Jaimes Vater wurde von den jungen Leuten sehr geschätzt, nicht so die Mutter, die aufgrund ihres stets vollen Terminkalenders nie ansprechbar war. Die mit Hotdogs oder Sandwiches und Limonade beladenen Tabletts, mit denen die Hausangestellte sie an deren Stelle jeden Samstagmittag reichlich versorgte, wurden allerdings mit großem Jubel in Empfang genommen. Don Carlos unterhielt sich gerne mit den Freunden seines Sohnes, während er zu Hause auf einen geschäftlichen Anruf oder Besuch wartete. Er hörte ihnen zu und provozierte sie gelegentlich, um sie zu hitzigen Diskussionen anzustacheln. Ihre Jugend weckte in ihm Erinnerungen an seine eigene Kindheit, die im Verlauf seiner hart erarbeiteten politischen Karriere fast in Vergessenheit geraten war.

»Ich habe mir den Film am Wochenende angeschaut«, sagte Jaime, aber sein Vater hörte ihm nicht zu. Don Carlos liebte seinen Sohn, aber der war so sehr darum bemüht, in seine Fußstapfen zu treten, dass der Vater es inspirierender fand, sich mit Amelia, Tomás oder selbst Mario auszutauschen.

»Habt ihr den Roman gelesen?«

»Ich ja«, antwortete Tomás. »Man kann ihn doch als Kritik am Kommunismus verstehen, oder?«, fügte er etwas weniger selbstbewusst hinzu, nun, da er sich in der Gegenwart eines Politikers befand.

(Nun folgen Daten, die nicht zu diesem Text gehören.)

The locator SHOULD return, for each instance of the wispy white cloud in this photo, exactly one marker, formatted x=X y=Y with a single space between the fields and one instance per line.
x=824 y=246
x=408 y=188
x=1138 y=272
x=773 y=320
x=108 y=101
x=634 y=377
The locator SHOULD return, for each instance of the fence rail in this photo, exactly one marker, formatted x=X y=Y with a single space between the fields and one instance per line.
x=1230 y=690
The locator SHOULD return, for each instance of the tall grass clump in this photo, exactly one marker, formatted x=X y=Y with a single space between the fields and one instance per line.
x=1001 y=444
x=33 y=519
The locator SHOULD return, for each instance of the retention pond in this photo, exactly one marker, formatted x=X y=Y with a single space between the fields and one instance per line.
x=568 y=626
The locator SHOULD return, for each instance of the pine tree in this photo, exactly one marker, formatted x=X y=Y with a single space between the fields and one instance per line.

»Mehr oder weniger«, sagte Carlos. »Eigentlich handelt es sich um eine Allegorie auf die individuelle Freiheit und den autoritären Staat. Orwell hat den Roman kurz nach Ende des Zweiten Weltkriegs geschrieben, als das Gespenst der gerade erst besiegten faschistischen Mächte noch allgegenwärtig war, und sicher mit einem besorgten Fingerzeig in Richtung der Gefahr, die von den kommunistischen Diktaturen ausgeht.«

Amelia lauschte Carlos’ Worten voller Bewunderung, aber sie hatte zu viele der politischen Lieder auf den Schallplatten ihrer Mutter gehört, um die Kritik am Sozialismus unkommentiert stehen zu lassen.

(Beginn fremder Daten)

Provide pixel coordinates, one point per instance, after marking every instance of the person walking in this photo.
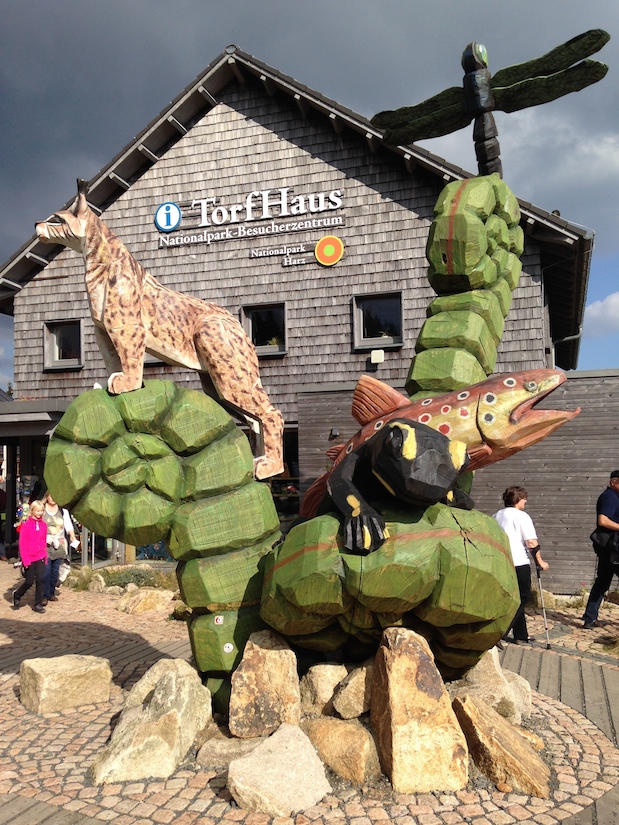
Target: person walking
(33, 554)
(607, 509)
(58, 525)
(523, 543)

»Wenn es in dem Roman darum geht, ein System infrage zu stellen, dann handelt es sich doch eher um politische Propaganda, oder?«

»Gute Literatur, ganz egal, wovon sie handelt, ist nie Propaganda«, entgegnete der Hausherr mit einem Lächeln. »Ich mache euch einen Vorschlag«, fuhr er fort. »Ich schenke jedem von euch, der das Buch nicht in seinem Regal stehen hat, ein Exemplar, ihr lest es, und wenn wir uns das nächste Mal sehen, sagt ihr mir, ob ihr es für Propaganda haltet. Abgemacht?«

Die drei, die das Buch noch nicht kannten, willigten ein. Eine Hausaufgabe, und das in den Ferien.

»Ich lasse euch die Bücher besorgen. Wartet hier auf mich«, rief er, auf dem Weg zum Haus.

»Dein Vater ist echt klasse«, verkündete Mario, während Jaime vor Stolz auf seinen Vater fast platzte und Tomás in seinem Innern bedauerte, dass sein intellektueller Triumph so kurzlebig gewesen war.

»Für einen Politiker ist er nicht schlecht«, sagte Amelia und blickte ihm noch nach, als er bereits im Haus verschwunden war. »Mein Vater ist schwul«, bemerkte sie dann beiläufig.